Sur une autre île, en face de Sangomar, la jeune Coumba tenait fermement à cette version des faits. Elle avait perdu le sommeil, à force de penser aux naufragés. Rien n’interrompt la brise de Sangomar, jusqu’au feuillage des cocotiers de Niodior, se disait-elle, donc, nul doute que les mots qu’elle transporte nous parviennent pareillement.
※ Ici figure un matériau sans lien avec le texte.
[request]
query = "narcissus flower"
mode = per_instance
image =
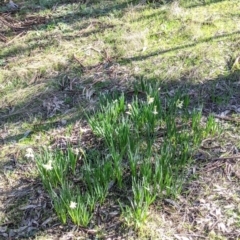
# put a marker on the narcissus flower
(73, 205)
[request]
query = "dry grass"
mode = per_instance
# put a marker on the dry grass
(80, 52)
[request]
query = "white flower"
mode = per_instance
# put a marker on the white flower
(129, 106)
(179, 104)
(29, 153)
(155, 110)
(150, 100)
(73, 205)
(48, 166)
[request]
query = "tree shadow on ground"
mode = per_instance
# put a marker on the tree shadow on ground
(36, 214)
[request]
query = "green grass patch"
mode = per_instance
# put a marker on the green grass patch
(148, 145)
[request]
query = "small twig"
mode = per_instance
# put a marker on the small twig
(226, 158)
(227, 118)
(79, 61)
(19, 35)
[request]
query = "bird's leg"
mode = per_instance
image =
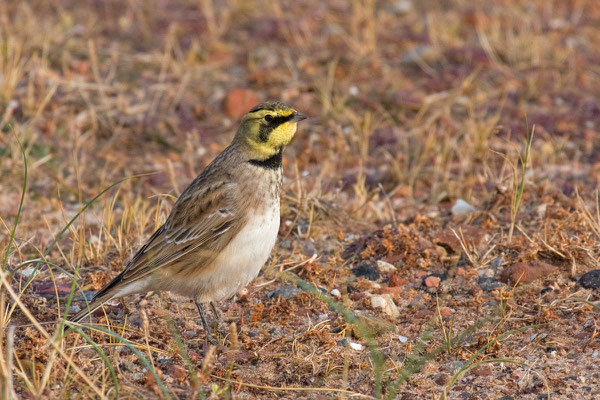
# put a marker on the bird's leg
(207, 330)
(216, 312)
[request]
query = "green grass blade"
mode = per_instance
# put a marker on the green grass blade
(186, 358)
(14, 228)
(102, 355)
(362, 329)
(488, 344)
(135, 351)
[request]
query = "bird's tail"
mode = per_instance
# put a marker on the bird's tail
(105, 294)
(91, 307)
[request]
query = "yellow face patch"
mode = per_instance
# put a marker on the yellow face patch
(279, 137)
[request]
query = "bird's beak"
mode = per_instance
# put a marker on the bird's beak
(298, 117)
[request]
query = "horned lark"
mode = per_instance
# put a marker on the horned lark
(224, 225)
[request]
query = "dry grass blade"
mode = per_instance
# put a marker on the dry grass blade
(349, 393)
Quand, éreintés par leur journée de labeur, les Niodiorois somnolaient, Coumba, elle, tendait l’oreille, convaincue de percevoir, dans la clameur des vagues, une multitude de voix, chacune déroulant le fil de sa propre histoire. Toute la nuit, Coumba écoutait, démêlait des confidences, se promettant de les transmettre à sa fille, Fadikiine, qui ne marchait même pas encore à quatre pattes. « Pousse, ma petite pousse, lui susurrait-elle, quand tu seras grande… » En attendant, la petite dormait à poings fermés, sa mère veillait. Le ventre plein, Fadikiine rêvait, grandissait, sa mère se creusait les cernes. À ceux qui lui demandaient, chaque matin, si elle avait bien dormi, Coumba, encore perdue dans ses pensées, murmurait invariablement : « Ces gens, tous ces gens rassemblés là-bas, à Sangomar, ils causent toute la nuit, ils nous parlent… » Certains de ses proches la croyaient au bord de la folie, mais lorsqu’ils tentaient de la raisonner, elle s’étonnait de leur surdité. Quand les plus tenaces insistaient, enchaînant des voyons Coumba d’un ton contrit, la jeune femme s’offusquait, s’exaspérait : « Mais, enfin ! Ne me dites pas que vous ne les entendez pas ! Comment pouvez-vous dormir à ce point ? »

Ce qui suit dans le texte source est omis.